In the final scenes, when Vincent is going after the fifth person on his list, Annie (Jada Pinkett Smith), we see her in the law office library — large, sprawling and Annie isolated and trapped. Perfect prey for the predator.
However, as we saw in the chaos of the fourth victim’s death, Vincent has lost control. He has needled Max, mocking him with reality, to the point where Max is no longer willing to be a victim. In a sense, Max is now predator as well, only his prey is Vincent. The dynamics have changed for Vincent. His target won’t be isolated long; she and Max are about to become a pack.
But before they do we see Max having to overcome barriers of disconnection (cell phone signal and battery) and reduce the physical distance that separates Annie, himself and Vincent. (Notice how many glass barriers are in the movie — the cab’s windshield, inside the cab separating back seat and front and in the law offices.)
I’m intrigued by the character of Vincent as portrayed by Tom Cruise in the movie. There are scenes, such as when Max refers to him as a sociopath, saying he’s someone missing basic elements normal people have like empathy, where he looks lost and puzzled by Max and people generally. He can’t understand them.
We also see it at the end in the subway train as he is dying. Something is missing in him and he can’t figure out why or whether it is a good or bad thing. He’s just lost.
I think he suspects there is no point to his life beyond survival. He can’t make a leap to answer the next question, what is the point of survival?
He is also lost because, though a predator, he is also a pack animal, but one without a pack and that strips his life of meaning.
At the risk of beating the point and Mann’s imagery, Vincent acts as a lone wolf or coyote. However, wolves and coyotes are both pack animals and that may be why he has those moments of looking lost or confused, sensing that lack of meaning. When Max finally takes action he is, in a sense, protecting his pack.
There is a scene in the movie where we see Vincent mesmerized by a coyote that passes in front of the stopped cab. I think it’s a key scene in the movie the detail of which is easily missed.
You may think that, like Vincent, it is a lone animal out looking for prey. But if you look closely at the scene you’ll see it is two coyotes — a pack. One trots across the street quickly and the eyes of Max and Vincent follow it.
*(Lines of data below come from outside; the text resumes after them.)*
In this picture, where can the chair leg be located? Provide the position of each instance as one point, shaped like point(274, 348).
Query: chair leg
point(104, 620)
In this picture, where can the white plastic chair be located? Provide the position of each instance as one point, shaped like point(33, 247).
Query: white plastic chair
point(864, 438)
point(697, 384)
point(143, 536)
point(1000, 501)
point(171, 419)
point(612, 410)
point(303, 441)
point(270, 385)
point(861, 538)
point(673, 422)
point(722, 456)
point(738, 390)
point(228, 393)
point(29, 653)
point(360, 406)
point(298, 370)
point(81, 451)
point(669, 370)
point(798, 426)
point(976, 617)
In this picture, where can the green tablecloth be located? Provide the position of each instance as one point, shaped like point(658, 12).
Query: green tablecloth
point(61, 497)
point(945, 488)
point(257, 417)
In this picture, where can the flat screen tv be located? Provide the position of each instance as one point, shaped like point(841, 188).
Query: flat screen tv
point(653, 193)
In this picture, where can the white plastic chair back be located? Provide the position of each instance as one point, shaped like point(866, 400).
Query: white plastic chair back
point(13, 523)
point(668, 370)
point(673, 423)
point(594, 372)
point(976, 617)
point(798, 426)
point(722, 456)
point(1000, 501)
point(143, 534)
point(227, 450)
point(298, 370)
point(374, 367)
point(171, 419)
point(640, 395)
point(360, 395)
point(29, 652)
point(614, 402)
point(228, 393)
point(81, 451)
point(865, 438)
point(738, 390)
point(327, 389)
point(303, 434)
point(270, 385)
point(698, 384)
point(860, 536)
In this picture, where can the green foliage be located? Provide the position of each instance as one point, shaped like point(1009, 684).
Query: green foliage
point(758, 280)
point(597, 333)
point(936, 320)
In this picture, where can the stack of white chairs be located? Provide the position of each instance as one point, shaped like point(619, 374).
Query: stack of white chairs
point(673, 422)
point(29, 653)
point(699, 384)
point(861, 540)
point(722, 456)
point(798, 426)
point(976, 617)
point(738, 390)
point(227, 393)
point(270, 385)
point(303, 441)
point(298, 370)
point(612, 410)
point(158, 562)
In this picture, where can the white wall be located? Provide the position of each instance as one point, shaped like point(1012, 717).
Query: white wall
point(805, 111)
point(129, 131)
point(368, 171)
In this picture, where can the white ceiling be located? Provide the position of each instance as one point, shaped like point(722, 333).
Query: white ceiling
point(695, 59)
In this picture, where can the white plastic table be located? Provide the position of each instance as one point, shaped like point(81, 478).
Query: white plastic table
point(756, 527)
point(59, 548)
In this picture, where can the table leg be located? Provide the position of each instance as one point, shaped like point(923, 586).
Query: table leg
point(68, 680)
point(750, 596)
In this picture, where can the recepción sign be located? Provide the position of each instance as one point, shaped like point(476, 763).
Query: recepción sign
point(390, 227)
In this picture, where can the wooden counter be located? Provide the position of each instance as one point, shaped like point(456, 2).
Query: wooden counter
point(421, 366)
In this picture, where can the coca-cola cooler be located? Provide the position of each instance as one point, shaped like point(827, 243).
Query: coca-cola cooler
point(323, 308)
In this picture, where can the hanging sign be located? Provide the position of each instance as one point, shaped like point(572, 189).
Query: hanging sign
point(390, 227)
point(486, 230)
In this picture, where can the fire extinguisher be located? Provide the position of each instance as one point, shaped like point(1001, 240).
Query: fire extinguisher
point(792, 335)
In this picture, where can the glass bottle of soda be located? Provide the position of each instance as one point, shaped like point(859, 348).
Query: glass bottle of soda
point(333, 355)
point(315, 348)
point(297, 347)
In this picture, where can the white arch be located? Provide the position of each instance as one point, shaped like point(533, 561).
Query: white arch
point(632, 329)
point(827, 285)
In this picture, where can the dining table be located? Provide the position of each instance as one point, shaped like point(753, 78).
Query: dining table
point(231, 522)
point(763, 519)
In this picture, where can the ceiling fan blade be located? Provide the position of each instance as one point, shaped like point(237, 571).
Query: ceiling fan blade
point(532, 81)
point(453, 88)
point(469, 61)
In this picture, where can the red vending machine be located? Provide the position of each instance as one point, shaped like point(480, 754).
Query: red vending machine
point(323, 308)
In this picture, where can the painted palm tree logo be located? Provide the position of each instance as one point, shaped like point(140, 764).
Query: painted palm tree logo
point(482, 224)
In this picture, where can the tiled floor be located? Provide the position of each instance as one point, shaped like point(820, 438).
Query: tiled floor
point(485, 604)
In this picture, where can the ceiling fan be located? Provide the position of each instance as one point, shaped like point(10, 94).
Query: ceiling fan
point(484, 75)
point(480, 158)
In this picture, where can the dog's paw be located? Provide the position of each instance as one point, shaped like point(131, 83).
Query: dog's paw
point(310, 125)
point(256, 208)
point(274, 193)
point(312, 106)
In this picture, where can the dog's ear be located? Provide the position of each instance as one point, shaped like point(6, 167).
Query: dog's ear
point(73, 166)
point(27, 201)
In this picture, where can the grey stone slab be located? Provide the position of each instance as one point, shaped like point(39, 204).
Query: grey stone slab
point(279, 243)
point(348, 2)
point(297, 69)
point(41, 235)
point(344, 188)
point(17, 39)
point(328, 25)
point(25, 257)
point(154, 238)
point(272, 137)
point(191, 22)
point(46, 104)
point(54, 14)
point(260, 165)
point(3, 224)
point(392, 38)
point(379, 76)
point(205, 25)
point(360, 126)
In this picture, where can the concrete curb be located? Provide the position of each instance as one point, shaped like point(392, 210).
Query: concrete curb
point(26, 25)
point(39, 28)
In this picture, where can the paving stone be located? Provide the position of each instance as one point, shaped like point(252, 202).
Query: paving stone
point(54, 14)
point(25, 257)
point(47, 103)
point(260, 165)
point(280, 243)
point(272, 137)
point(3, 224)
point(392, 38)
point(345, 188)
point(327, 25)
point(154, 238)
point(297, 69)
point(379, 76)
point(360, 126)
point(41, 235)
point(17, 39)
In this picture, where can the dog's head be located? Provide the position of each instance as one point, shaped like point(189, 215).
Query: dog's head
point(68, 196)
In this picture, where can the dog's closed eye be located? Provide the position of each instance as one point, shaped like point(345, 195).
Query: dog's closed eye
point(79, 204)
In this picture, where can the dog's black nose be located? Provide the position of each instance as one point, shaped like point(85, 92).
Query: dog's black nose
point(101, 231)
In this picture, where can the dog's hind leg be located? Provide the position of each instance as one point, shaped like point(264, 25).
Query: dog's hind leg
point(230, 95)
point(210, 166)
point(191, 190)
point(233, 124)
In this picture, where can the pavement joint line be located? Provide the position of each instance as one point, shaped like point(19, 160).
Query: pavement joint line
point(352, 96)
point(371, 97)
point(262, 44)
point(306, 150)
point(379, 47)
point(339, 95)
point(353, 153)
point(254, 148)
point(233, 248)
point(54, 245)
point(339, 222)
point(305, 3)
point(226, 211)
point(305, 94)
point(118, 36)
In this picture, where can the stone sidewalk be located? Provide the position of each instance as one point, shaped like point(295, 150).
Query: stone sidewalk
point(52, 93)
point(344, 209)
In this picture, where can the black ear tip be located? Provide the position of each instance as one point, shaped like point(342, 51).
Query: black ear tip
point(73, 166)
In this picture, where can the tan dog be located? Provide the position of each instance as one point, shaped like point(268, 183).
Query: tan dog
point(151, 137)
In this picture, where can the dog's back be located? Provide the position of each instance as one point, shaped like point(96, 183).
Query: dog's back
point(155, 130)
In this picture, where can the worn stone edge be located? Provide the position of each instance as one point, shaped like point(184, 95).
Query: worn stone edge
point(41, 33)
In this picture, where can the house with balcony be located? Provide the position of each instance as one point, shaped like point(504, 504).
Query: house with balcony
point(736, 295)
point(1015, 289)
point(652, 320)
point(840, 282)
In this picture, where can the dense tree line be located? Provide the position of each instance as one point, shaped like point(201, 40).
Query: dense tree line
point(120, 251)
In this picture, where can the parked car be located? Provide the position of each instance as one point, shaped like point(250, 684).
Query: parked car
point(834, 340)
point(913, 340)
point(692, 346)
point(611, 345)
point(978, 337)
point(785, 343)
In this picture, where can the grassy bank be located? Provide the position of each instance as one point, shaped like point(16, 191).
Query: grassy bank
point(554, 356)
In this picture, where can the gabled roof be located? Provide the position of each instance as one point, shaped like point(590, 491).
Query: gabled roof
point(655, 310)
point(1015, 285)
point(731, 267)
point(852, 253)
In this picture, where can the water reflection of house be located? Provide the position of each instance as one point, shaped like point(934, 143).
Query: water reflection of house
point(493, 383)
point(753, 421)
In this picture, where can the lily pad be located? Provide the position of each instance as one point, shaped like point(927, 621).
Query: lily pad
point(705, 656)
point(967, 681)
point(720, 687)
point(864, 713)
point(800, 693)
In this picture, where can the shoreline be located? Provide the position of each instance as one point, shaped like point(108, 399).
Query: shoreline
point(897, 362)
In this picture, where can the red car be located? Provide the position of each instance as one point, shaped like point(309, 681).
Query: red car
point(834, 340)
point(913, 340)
Then their eyes return to the original direction they were looking in and another coyote, this one moving more slowly, crosses in front of them and their eyes follow it too.
But it is two coyotes, not one, and if Vincent identifies with it he makes the mistake of missing the significance of the pack. It is as packs coyotes (and wolves) isolate their prey; they work together. Vincent’s mistake, and downfall, is in not understanding this. By acting as a lone predator, when things go wrong he is the one isolated. (Why is his fourth victim so difficult to kill? He is in a clustered group of people and surrounded by his own pack (bodyguards) while at the same time another pack, the police, are hunting him.)
The image of the coyote doesn’t represent Vincent. The image of the coyotes (plural) represents what is wrong with him.
Maybe this is the point of Collateral and why the city is portrayed as it is with all its barriers to connection. We’re pack animals and Vincent never gets this.